Ans: Several factors can cause the demand curve to shift, including changes in consumer income, preferences, prices of related goods (substitutes and complements), expectations of future prices, and the number of buyers in the market. For example, an increase in consumer income generally shifts the demand curve for normal goods to the right.
Q2.How does a change in the price of a good affect its quantity demanded?
A: A change in the price of a good affects its quantity demanded according to the law of demand, which states that there is an inverse relationship between price and quantity demanded. As the price of a good decreases, the quantity demanded typically increases, and vice versa, assuming all other factors remain constant.
Q3. What is the difference between a movement along the supply curve and a shift of the supply curve?
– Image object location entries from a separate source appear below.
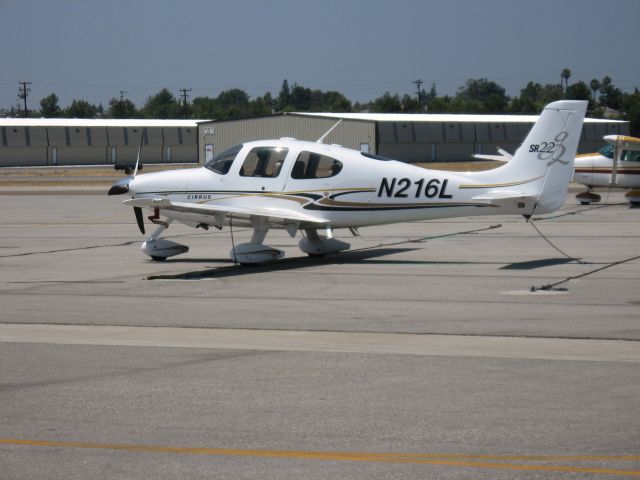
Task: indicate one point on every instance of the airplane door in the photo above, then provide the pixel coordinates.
(262, 169)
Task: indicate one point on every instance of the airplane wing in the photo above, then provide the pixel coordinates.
(275, 216)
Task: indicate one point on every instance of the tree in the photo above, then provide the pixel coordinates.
(610, 96)
(578, 91)
(161, 105)
(631, 107)
(206, 107)
(81, 109)
(49, 106)
(284, 97)
(121, 108)
(595, 86)
(387, 104)
(482, 96)
(566, 73)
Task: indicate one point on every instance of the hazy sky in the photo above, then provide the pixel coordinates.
(92, 49)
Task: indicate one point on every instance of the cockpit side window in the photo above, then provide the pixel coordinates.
(607, 151)
(631, 156)
(222, 162)
(263, 162)
(314, 165)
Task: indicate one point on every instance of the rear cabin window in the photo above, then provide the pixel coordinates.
(222, 162)
(263, 162)
(315, 165)
(631, 156)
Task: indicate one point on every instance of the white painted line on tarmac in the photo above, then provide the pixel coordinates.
(334, 342)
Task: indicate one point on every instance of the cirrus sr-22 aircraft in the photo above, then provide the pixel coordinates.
(315, 188)
(617, 165)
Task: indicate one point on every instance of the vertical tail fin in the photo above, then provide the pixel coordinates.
(548, 152)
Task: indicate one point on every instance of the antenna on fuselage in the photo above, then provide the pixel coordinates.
(320, 140)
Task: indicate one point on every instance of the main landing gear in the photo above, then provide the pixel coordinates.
(315, 243)
(159, 249)
(588, 197)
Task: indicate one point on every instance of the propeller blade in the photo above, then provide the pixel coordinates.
(120, 187)
(135, 172)
(139, 218)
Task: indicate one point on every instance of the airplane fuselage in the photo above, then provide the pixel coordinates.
(366, 191)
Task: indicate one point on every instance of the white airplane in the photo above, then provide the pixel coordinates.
(616, 165)
(316, 188)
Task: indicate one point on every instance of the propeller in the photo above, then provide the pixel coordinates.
(122, 186)
(139, 218)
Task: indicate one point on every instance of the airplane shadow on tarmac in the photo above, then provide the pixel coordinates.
(353, 257)
(347, 257)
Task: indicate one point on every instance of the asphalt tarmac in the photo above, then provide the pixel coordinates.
(421, 353)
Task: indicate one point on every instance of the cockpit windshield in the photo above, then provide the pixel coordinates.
(222, 162)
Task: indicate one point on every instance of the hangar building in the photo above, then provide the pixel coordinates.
(62, 141)
(408, 137)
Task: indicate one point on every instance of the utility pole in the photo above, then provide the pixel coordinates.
(23, 93)
(419, 83)
(184, 95)
(184, 99)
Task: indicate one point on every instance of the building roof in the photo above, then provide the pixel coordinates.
(439, 117)
(85, 122)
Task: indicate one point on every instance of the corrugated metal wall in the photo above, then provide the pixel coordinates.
(225, 134)
(457, 141)
(60, 145)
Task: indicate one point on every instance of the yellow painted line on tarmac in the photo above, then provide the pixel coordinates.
(451, 460)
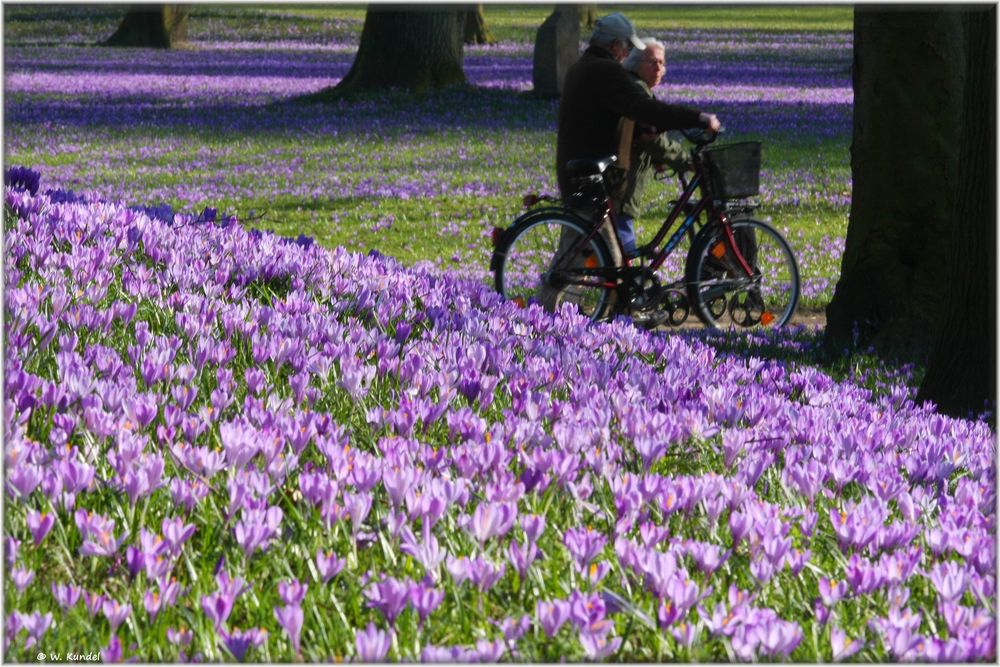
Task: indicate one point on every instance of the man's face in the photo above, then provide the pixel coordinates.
(619, 50)
(651, 66)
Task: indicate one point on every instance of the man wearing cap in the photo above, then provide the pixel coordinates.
(599, 92)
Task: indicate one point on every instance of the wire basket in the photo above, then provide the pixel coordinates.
(733, 171)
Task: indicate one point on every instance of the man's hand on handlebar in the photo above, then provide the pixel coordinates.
(711, 122)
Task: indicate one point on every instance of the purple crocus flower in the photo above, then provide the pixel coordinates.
(93, 602)
(113, 652)
(389, 597)
(372, 644)
(598, 646)
(552, 615)
(842, 647)
(116, 613)
(22, 578)
(292, 592)
(66, 595)
(491, 520)
(238, 642)
(217, 607)
(515, 627)
(39, 523)
(37, 625)
(328, 565)
(176, 533)
(425, 599)
(533, 526)
(584, 544)
(522, 556)
(949, 579)
(180, 637)
(831, 590)
(291, 618)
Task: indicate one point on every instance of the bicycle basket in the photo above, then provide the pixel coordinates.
(733, 171)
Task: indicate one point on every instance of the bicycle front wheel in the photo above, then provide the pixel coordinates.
(721, 292)
(554, 259)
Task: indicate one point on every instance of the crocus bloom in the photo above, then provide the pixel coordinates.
(39, 523)
(22, 578)
(424, 598)
(328, 565)
(842, 647)
(584, 544)
(66, 595)
(292, 592)
(217, 607)
(238, 642)
(291, 618)
(599, 646)
(372, 644)
(37, 625)
(115, 612)
(552, 615)
(389, 597)
(176, 533)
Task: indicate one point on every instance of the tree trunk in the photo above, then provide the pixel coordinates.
(908, 84)
(961, 369)
(557, 46)
(416, 47)
(475, 30)
(152, 26)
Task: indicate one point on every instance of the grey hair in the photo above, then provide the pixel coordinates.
(604, 40)
(635, 55)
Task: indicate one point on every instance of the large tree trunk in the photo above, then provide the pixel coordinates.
(475, 30)
(557, 46)
(908, 84)
(153, 26)
(416, 47)
(961, 370)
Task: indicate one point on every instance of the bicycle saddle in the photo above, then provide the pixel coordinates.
(577, 168)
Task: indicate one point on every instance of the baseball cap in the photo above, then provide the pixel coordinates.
(618, 26)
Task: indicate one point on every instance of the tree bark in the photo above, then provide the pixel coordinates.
(417, 47)
(961, 369)
(475, 30)
(152, 26)
(557, 46)
(908, 84)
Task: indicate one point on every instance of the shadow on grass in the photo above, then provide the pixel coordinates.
(802, 346)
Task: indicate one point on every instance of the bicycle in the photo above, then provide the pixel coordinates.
(738, 272)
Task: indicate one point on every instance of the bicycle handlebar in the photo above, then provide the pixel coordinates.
(701, 136)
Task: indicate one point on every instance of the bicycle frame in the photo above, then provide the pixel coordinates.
(702, 204)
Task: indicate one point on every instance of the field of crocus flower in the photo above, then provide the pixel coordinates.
(421, 180)
(222, 443)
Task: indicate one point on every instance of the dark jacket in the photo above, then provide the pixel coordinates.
(648, 150)
(597, 92)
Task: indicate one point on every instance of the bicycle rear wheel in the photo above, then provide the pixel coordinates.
(549, 260)
(721, 293)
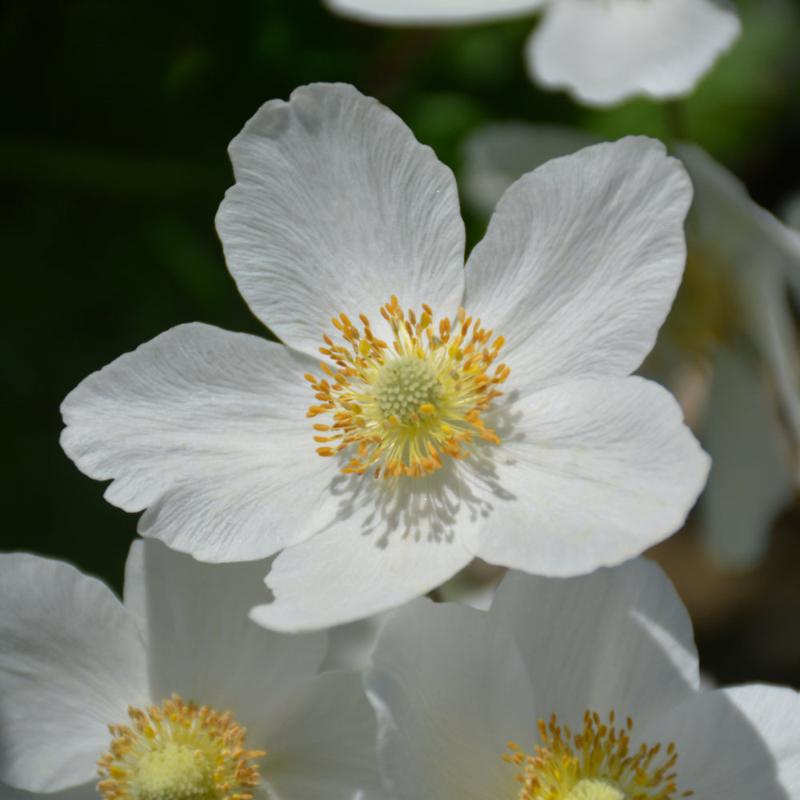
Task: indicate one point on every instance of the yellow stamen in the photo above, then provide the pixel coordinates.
(401, 405)
(595, 764)
(178, 751)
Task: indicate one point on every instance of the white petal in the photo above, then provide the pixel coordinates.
(581, 262)
(736, 743)
(324, 746)
(431, 12)
(605, 52)
(85, 792)
(616, 639)
(336, 208)
(594, 473)
(751, 476)
(500, 153)
(350, 645)
(202, 644)
(392, 542)
(71, 662)
(206, 429)
(451, 690)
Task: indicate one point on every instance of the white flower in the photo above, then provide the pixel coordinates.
(600, 51)
(731, 314)
(202, 702)
(571, 689)
(340, 221)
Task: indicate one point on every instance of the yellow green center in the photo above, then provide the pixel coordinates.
(405, 385)
(400, 407)
(599, 762)
(176, 772)
(178, 751)
(595, 789)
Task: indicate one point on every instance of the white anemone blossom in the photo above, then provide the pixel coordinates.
(583, 688)
(486, 411)
(601, 51)
(732, 322)
(174, 694)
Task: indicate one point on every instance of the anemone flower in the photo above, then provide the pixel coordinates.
(173, 694)
(486, 411)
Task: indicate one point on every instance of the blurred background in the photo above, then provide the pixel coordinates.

Ans: A movement along the supply curve occurs when there is a change in the quantity supplied due to a change in the good’s price. In contrast, a shift in the supply curve happens when there are changes in other factors such as production costs, technology, taxes, subsidies, or expectations, leading to a change in supply at every price level.
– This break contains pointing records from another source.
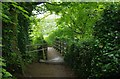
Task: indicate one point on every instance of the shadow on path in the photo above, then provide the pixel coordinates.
(48, 68)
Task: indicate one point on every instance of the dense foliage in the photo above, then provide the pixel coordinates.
(91, 31)
(15, 27)
(93, 38)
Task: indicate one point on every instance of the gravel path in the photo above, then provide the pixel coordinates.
(51, 69)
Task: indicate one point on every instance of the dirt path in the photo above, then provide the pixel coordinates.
(50, 69)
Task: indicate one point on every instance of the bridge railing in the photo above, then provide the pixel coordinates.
(40, 49)
(60, 46)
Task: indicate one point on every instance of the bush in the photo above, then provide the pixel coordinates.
(99, 58)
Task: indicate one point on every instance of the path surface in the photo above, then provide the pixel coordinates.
(52, 68)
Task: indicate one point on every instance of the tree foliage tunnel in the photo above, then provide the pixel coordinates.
(91, 31)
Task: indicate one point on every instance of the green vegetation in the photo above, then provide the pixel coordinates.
(91, 31)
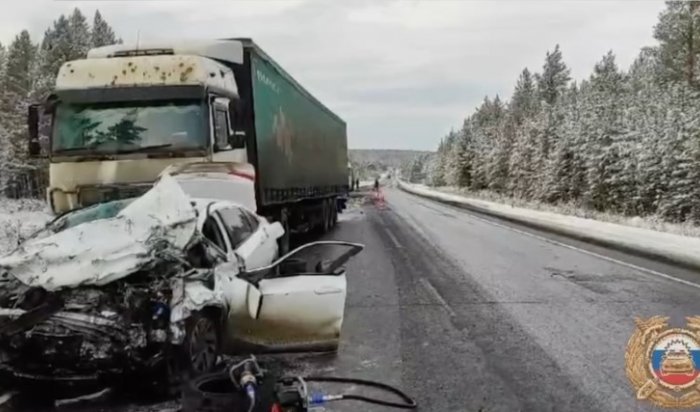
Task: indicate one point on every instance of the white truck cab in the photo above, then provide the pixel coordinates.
(167, 103)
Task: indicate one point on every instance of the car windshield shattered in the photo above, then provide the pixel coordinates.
(99, 211)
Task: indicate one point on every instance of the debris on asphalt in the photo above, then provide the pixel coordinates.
(93, 397)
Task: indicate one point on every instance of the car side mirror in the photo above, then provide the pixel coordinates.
(34, 147)
(275, 230)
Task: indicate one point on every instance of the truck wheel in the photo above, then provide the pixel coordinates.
(334, 212)
(325, 217)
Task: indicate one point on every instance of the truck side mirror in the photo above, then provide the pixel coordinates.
(34, 147)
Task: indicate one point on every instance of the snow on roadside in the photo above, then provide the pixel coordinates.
(654, 244)
(648, 222)
(20, 218)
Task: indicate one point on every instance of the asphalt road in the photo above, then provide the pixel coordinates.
(466, 314)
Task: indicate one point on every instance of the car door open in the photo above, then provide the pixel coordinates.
(298, 302)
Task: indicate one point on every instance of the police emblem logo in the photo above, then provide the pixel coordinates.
(663, 364)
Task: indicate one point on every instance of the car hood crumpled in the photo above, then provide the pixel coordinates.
(102, 251)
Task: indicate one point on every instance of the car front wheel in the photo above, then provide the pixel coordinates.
(202, 343)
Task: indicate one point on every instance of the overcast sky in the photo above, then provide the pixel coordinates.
(401, 73)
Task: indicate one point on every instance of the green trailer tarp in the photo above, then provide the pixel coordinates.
(301, 146)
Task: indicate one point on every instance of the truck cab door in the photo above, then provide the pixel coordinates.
(298, 302)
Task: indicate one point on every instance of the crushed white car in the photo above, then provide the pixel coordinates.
(159, 282)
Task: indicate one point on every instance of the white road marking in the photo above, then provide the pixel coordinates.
(393, 238)
(431, 289)
(588, 252)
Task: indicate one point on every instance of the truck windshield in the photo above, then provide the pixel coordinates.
(129, 127)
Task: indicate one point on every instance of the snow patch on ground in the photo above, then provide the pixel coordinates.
(20, 218)
(648, 222)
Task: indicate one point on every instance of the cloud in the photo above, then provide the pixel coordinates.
(401, 72)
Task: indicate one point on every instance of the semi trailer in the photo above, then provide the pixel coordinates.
(125, 113)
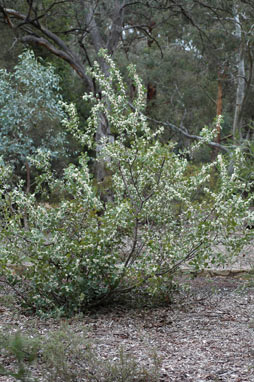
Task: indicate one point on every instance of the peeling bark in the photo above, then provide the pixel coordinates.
(240, 90)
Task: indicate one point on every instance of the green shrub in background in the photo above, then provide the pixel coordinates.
(66, 357)
(82, 252)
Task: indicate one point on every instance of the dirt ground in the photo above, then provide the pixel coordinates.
(207, 334)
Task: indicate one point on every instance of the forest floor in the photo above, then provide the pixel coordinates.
(207, 334)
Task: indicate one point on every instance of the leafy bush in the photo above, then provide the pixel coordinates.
(30, 113)
(82, 251)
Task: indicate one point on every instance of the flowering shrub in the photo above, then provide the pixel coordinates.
(82, 251)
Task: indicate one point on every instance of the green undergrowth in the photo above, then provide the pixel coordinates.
(64, 356)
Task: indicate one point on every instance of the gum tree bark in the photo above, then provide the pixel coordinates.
(241, 87)
(28, 28)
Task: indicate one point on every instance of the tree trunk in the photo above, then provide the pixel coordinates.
(240, 90)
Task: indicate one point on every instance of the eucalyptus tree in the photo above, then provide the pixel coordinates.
(30, 113)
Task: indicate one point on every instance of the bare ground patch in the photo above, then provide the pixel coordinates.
(206, 335)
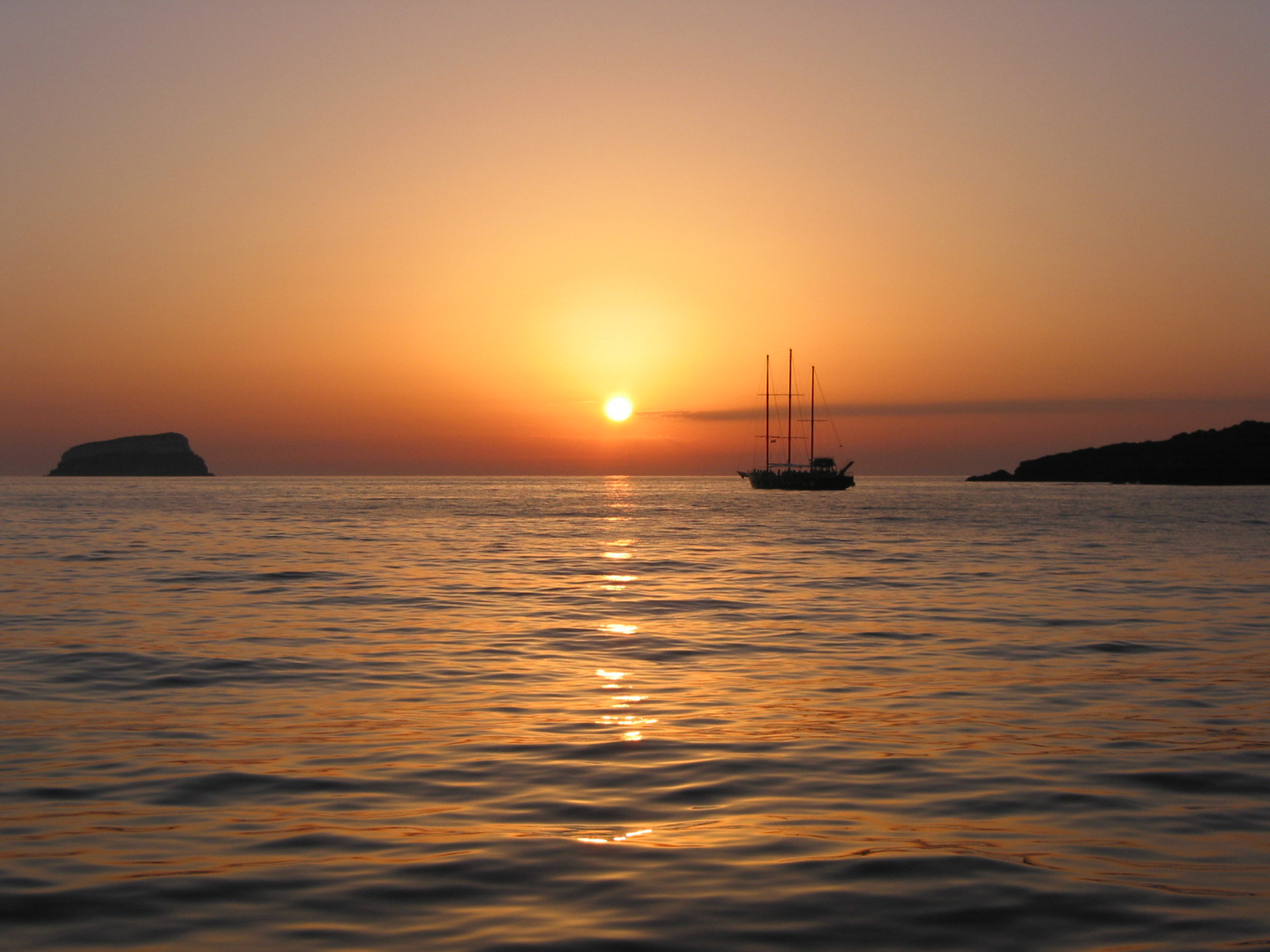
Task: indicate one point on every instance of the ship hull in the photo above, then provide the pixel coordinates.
(799, 479)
Q4. How do equilibrium price and quantity change when there is an increase in both demand and supply?
Ans: When both demand and supply increase, the equilibrium quantity will definitely increase. However, the effect on the equilibrium price depends on the relative magnitude of the shifts. If the increase in demand is greater than the increase in supply, the price will rise. If the increase in supply is greater, the price will fall. If they increase equally, the price may remain unchanged.
Q5.What are the potential effects of a price ceiling on a market?
Ans: A price ceiling set below the equilibrium price can lead to a shortage, as the quantity demanded exceeds the quantity supplied at the ceiling price. This can result in rationing, black markets, and a decrease in the quality of goods and services as suppliers may not cover production costs. A common example is rent control in housing markets.